StartUp Health, a global startup platform geared toward accelerating health and wellness innovation, announced that several home care tech companies are among the newest members to its growing academy.
The tech accelerator announced Monday from the Cleveland Clinic Medical Innovation Summit the addition of 14 digital health companies to its exclusive long-term coaching program and community.
The 14 companies, several of which focused specifically on home health, represent a group of entrepreneurs focused on building digital health companies that target some of healthcare’s biggest challenges.
Medicast is a company that aims to make it easy for anyone to receive access to a doctor with the click of a button. The home health web and mobile platform provides consumers with 24-hour on-demand medical services, including delivering high quality doctors directly to a patient’s home, office or hotel.
Another home health-focused startup, RxApps, is on a mission to ensure patients’ emotional well-being is seen as equally relevant to their clinical health.

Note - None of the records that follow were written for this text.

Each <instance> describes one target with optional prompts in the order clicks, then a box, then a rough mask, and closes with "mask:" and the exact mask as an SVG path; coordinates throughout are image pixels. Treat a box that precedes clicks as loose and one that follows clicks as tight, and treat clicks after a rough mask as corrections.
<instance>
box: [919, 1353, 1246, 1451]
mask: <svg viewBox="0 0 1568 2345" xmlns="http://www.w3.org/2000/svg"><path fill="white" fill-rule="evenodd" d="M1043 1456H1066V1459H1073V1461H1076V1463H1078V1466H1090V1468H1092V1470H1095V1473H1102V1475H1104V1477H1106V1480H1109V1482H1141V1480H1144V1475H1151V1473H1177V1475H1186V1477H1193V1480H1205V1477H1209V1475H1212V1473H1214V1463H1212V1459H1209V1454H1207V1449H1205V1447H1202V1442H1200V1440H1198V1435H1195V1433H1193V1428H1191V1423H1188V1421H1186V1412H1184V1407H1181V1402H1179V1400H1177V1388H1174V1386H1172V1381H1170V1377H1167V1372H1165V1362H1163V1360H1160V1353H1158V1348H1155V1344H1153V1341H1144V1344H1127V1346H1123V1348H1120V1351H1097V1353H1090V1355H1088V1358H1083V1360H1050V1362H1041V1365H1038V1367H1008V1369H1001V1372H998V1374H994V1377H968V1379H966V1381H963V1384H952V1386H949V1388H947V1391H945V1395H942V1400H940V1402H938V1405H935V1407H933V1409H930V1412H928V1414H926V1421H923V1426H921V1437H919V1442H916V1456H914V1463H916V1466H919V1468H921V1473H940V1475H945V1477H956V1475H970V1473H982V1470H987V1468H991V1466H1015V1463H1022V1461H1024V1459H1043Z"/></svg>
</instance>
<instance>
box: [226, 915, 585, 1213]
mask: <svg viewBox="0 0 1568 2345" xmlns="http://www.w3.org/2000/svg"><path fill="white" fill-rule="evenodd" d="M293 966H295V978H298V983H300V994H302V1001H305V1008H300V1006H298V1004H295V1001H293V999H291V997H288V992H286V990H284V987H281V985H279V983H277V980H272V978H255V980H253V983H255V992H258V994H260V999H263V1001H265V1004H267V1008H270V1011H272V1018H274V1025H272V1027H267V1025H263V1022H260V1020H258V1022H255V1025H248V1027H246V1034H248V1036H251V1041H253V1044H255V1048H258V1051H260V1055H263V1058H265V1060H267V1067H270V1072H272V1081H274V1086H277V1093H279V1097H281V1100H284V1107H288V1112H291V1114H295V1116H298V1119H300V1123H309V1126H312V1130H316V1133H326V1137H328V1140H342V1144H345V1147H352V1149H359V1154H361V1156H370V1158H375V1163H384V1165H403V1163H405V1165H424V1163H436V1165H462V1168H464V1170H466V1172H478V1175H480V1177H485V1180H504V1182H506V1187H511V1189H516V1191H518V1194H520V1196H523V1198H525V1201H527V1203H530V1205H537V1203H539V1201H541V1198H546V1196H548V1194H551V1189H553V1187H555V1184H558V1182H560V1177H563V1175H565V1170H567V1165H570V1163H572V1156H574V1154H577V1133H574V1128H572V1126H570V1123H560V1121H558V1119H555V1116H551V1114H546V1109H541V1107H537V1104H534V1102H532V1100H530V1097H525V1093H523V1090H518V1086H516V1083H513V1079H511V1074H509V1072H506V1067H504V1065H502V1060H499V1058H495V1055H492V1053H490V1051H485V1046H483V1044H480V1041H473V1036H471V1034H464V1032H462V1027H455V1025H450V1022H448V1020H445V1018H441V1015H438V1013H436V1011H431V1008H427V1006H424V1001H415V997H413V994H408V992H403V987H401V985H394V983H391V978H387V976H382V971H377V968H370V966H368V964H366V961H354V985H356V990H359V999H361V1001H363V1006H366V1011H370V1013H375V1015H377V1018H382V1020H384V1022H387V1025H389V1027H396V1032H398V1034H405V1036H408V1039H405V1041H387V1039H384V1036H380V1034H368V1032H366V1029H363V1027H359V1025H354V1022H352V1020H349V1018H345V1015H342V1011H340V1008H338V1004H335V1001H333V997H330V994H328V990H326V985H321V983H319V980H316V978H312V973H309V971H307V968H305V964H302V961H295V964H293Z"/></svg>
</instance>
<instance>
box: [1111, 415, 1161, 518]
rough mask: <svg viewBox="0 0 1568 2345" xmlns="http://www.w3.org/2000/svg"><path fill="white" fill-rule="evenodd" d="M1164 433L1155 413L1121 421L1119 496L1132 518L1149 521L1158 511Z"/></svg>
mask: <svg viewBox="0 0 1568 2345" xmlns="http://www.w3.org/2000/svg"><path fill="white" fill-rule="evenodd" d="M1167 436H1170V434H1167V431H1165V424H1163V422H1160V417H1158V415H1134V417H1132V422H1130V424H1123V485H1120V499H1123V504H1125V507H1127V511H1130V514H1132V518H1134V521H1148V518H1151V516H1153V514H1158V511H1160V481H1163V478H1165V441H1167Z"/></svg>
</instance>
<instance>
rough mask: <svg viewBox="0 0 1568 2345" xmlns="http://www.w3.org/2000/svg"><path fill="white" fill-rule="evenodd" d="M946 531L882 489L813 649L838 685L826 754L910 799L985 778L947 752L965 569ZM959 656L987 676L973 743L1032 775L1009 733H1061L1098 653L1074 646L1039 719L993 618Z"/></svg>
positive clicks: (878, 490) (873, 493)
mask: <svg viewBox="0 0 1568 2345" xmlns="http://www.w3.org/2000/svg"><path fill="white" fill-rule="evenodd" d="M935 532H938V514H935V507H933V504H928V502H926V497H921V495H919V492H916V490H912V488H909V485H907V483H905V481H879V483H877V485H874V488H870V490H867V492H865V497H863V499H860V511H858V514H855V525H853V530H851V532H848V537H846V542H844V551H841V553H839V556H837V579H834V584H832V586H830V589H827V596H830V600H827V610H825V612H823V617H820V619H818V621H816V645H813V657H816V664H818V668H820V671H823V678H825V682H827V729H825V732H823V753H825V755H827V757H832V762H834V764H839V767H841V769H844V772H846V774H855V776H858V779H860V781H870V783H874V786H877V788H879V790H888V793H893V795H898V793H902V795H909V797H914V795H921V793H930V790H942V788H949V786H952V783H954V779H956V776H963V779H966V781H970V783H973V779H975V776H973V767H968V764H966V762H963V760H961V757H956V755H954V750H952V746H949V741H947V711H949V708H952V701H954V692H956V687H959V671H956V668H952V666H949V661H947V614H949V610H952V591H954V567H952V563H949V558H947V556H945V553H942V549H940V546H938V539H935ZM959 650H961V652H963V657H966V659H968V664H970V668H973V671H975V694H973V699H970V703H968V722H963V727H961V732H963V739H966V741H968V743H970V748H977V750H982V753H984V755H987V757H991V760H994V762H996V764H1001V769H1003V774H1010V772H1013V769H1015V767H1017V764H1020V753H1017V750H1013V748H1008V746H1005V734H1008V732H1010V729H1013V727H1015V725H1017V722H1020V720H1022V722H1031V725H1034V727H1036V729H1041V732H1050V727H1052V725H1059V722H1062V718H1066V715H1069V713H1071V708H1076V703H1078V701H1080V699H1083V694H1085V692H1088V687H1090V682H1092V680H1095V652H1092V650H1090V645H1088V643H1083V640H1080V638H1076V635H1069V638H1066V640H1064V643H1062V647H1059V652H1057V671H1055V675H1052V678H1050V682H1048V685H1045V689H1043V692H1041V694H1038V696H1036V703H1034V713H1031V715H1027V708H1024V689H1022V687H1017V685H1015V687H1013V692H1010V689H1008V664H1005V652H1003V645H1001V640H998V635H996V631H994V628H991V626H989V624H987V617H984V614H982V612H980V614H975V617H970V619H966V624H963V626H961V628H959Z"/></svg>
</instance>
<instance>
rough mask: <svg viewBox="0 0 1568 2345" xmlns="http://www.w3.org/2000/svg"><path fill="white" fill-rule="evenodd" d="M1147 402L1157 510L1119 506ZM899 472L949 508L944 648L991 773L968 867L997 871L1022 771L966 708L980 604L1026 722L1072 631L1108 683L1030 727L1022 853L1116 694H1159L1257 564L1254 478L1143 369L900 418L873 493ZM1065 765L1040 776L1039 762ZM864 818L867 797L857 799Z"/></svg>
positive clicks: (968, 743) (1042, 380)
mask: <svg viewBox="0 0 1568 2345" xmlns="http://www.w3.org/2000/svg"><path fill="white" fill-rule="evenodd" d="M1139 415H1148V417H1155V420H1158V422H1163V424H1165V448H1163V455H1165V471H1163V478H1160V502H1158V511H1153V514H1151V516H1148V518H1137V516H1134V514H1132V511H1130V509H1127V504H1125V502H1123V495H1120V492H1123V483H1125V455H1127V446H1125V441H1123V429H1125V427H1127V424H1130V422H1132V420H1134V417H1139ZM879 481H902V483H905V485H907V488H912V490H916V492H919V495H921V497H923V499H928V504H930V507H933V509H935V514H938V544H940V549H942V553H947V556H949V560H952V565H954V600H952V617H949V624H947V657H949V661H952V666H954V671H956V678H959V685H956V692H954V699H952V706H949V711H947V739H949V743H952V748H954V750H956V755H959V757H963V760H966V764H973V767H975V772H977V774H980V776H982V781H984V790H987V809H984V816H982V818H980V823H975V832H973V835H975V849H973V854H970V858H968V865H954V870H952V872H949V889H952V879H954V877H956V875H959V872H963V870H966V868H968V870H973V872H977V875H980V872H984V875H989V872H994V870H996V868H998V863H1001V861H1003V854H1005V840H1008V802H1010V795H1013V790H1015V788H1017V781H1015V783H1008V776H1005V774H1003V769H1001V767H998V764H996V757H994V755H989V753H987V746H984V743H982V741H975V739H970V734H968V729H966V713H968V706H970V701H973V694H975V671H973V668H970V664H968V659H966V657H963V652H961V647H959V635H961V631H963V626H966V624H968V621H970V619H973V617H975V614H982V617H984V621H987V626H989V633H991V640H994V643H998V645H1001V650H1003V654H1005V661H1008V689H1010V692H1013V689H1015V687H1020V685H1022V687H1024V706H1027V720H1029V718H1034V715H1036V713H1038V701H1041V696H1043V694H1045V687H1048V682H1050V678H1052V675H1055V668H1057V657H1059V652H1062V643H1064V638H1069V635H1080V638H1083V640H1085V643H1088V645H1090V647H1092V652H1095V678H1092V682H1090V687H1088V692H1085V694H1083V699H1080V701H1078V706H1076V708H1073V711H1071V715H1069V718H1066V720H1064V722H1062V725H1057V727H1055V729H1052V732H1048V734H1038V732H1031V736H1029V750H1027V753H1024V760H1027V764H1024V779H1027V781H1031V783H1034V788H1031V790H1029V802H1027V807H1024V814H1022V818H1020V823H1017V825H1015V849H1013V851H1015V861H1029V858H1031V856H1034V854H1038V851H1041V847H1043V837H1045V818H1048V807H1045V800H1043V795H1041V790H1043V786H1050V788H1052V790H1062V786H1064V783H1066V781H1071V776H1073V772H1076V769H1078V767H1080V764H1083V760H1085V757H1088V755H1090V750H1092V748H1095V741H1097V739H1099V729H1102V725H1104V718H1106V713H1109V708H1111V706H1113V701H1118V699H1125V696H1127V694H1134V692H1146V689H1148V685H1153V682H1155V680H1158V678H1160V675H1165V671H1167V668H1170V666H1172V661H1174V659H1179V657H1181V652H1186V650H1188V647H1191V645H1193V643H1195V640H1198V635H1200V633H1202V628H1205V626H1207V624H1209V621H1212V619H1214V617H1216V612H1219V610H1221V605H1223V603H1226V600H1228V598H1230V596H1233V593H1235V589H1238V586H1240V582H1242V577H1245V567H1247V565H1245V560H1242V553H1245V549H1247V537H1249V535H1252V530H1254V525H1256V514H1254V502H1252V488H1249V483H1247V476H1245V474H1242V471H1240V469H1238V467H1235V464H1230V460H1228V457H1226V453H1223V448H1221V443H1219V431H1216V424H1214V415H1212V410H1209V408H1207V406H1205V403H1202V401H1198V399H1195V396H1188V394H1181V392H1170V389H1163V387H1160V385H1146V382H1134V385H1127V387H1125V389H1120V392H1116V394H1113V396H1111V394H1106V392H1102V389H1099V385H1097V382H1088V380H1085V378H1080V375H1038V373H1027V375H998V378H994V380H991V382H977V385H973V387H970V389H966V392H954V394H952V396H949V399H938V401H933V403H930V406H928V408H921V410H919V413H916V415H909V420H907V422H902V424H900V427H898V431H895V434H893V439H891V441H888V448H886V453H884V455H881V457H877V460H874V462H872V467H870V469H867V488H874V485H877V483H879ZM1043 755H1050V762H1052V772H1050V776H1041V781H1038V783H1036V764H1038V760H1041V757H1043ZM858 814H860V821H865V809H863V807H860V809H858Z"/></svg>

RxApps supplements standard management of chronic illness using customizable text message prompts to track patient health, experiences and behavior metrics that influence outcomes.
Sense Health, a company focused on mobile health and patient relationship management, aims to provide healthcare professionals with a mobile platform to create, deliver and monitor interactive support plans for their patients in between appointments.
Apart from home health, other companies include a broad spectrum of innovation, such as genomics, aging sensors, patient and physician engagement, as well as mobile health and wellness, among others.
The selected companies’ passion and commitment to “fixing” a different aspect of healthcare by either helping to significantly reduce costs or dramatically improve care is a common theme among the Healthcare Transformers invited to StartUp Health’s
A common theme among the selected companies invited to StartUp Health’s “Healthcare Transformers” three-year entrepreneurship program relates to their commitment to reducing costs or improving care, says Unity Stoakes, co-founder and president of StartUp Health.
“There’s no limit to what the Healthcare Transformer community will accomplish as we collaborate and innovate with each other and the world’s largest health organizations to grow and scale,” Stoakes said.
There’s also been a growing demand for companies interested in being taken under StartUp Health’s wing.
The accelerator has received more than 1,200 applications from 22 different countries, and has also cast its net wide enough to include four international companies into its expanding community (Brazil, Ireland, Israel, Spain), said Bari Krein, who leads StartUp Health’s review committee.
“We work hard to select passionate digital health innovators who follow a ‘batteries-included’ motto and care as much about growing a great business as they do about collaborating as a peer group to help each other succeed,” Krein said.
As of October 2013, StartUp Health has a total of 46 digital health companies under its accelerator academy, having raised $106 million to date.